Elite data scientists can easily justify their higher pay. The economic potential of self-driving cars, for example, is many times greater than the salaries paid to those scientists. But not every data science problem has the economic upside of self-driving cars, nor its technical complexity. Some problems may only call for a few decent data scientists. Decision makers therefore need an accurate gauge of both the business upside and the technical complexity to hire appropriately.
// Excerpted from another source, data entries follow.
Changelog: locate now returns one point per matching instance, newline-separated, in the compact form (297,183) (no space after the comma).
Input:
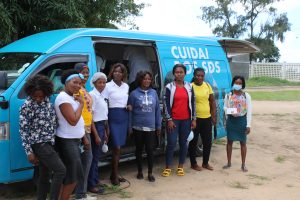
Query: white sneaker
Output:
(89,197)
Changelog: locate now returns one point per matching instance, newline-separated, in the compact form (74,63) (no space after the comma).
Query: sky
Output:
(180,17)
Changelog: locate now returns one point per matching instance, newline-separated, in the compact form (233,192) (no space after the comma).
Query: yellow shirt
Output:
(202,93)
(87,107)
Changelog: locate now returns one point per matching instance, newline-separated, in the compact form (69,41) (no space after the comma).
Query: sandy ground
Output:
(273,161)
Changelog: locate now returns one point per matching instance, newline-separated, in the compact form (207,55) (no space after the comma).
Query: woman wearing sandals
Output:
(89,127)
(238,108)
(37,128)
(117,93)
(68,107)
(145,120)
(180,113)
(206,116)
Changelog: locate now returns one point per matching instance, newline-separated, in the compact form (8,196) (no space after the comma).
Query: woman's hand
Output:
(97,140)
(171,126)
(129,108)
(32,159)
(247,130)
(214,120)
(86,143)
(157,132)
(194,124)
(78,98)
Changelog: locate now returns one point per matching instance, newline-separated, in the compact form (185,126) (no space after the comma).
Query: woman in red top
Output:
(180,113)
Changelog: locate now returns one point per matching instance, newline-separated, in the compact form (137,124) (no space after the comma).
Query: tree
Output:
(259,23)
(26,17)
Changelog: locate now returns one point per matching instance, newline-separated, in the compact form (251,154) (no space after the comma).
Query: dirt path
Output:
(273,161)
(273,88)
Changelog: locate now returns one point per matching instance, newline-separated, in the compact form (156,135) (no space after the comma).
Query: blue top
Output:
(49,41)
(145,114)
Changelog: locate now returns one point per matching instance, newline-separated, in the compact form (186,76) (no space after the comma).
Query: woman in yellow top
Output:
(205,117)
(89,127)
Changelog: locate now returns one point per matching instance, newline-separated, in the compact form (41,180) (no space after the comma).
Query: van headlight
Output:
(4,131)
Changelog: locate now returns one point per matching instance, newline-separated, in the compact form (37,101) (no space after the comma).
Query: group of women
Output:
(87,121)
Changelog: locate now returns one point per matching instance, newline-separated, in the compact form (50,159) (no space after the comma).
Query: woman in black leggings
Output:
(144,120)
(205,116)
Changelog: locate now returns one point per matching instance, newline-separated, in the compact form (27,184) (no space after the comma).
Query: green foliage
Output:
(23,18)
(288,95)
(228,22)
(269,81)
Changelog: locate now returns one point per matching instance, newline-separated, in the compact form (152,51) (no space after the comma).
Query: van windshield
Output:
(14,64)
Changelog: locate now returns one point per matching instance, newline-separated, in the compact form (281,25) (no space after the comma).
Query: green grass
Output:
(238,185)
(262,178)
(123,194)
(268,81)
(289,95)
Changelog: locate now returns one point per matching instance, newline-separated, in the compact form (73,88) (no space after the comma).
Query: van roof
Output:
(45,42)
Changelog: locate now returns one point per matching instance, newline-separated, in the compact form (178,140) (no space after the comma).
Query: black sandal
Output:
(227,166)
(151,178)
(244,168)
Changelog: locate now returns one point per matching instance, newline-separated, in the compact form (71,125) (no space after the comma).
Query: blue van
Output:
(51,52)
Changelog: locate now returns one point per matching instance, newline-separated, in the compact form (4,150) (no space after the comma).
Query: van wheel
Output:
(199,150)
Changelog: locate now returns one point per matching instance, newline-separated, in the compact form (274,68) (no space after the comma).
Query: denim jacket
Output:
(169,98)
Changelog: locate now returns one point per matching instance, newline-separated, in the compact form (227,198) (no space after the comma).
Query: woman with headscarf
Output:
(68,107)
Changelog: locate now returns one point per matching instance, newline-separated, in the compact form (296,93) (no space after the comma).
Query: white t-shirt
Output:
(99,107)
(66,130)
(117,95)
(137,61)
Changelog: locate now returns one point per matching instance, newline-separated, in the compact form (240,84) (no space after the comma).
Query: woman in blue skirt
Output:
(117,93)
(237,106)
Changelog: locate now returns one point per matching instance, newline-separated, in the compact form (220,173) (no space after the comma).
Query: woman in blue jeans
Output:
(180,112)
(37,133)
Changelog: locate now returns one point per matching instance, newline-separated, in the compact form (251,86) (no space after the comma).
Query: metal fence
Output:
(287,71)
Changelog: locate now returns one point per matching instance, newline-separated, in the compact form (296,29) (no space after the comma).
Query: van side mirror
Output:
(3,103)
(3,80)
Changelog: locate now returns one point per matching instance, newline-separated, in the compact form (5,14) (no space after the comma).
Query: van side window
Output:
(53,68)
(135,57)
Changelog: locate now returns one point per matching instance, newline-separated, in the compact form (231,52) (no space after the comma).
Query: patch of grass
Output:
(238,185)
(123,194)
(269,81)
(280,159)
(258,183)
(262,178)
(289,95)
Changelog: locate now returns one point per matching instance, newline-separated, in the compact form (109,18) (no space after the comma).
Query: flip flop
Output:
(244,168)
(227,166)
(166,172)
(180,171)
(99,190)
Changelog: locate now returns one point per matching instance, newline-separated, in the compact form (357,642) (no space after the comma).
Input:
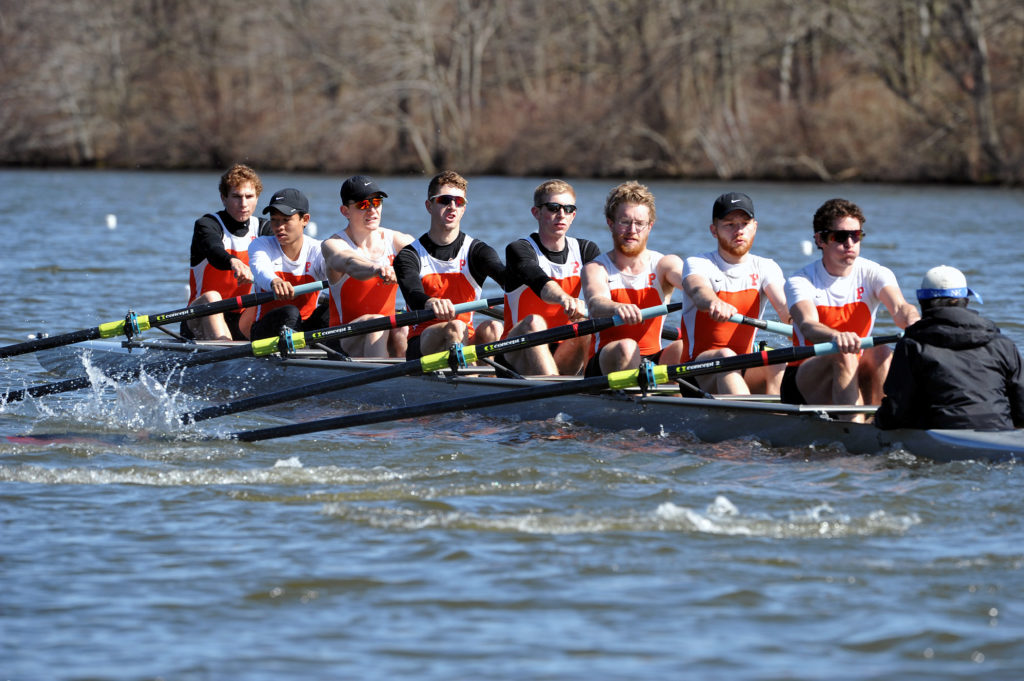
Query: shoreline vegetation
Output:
(835,90)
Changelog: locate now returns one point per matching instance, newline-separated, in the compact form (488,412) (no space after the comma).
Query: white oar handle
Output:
(471,306)
(646,313)
(310,287)
(767,325)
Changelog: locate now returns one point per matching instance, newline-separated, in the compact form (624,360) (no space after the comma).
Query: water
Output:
(466,547)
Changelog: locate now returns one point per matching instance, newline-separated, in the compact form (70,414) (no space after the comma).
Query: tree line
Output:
(889,90)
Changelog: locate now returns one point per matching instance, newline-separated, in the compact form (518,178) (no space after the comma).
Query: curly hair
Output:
(238,175)
(834,210)
(445,177)
(629,193)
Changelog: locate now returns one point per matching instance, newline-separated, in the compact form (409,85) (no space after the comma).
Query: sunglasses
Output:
(840,237)
(448,200)
(367,203)
(554,208)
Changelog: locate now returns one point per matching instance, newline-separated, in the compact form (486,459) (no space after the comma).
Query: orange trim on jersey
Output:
(647,333)
(530,303)
(715,335)
(453,286)
(221,281)
(358,298)
(306,302)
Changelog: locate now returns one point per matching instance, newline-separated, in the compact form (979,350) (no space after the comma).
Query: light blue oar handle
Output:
(767,325)
(830,348)
(646,313)
(310,287)
(471,306)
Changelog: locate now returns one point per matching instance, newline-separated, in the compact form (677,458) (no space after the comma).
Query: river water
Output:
(467,547)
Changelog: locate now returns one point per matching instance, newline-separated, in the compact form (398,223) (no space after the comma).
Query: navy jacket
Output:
(953,369)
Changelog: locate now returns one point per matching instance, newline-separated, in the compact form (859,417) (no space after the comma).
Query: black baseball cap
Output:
(288,202)
(358,187)
(730,202)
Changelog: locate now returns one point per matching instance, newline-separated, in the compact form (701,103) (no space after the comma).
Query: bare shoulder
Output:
(401,240)
(670,262)
(335,244)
There is debate within the finance community regarding the optimal level of data science in asset management. Some believe that the technical challenges of applying machine learning (including neural networks) are too great, at least in comparison to its economic upside. They may even argue that machine learning doesn't have the ability to unearth hidden patterns in the markets, and favour lower complexity models instead. But those on the other side believe that hidden patterns are waiting to be discovered, that neural networks are one set of tools that can detect those patterns, and that their discovery can be wildly profitable.
We firmly place ourselves in the latter camp. The success of hedge funds such as Renaissance Technologies and Two Sigma argues our point. But many in the financial industry still belong to the former camp, having been disappointed by their own past efforts to utilize machine learning. We see it as our mission to convince the world that the potential of neural networks, and machine learning in general, is vast for finance.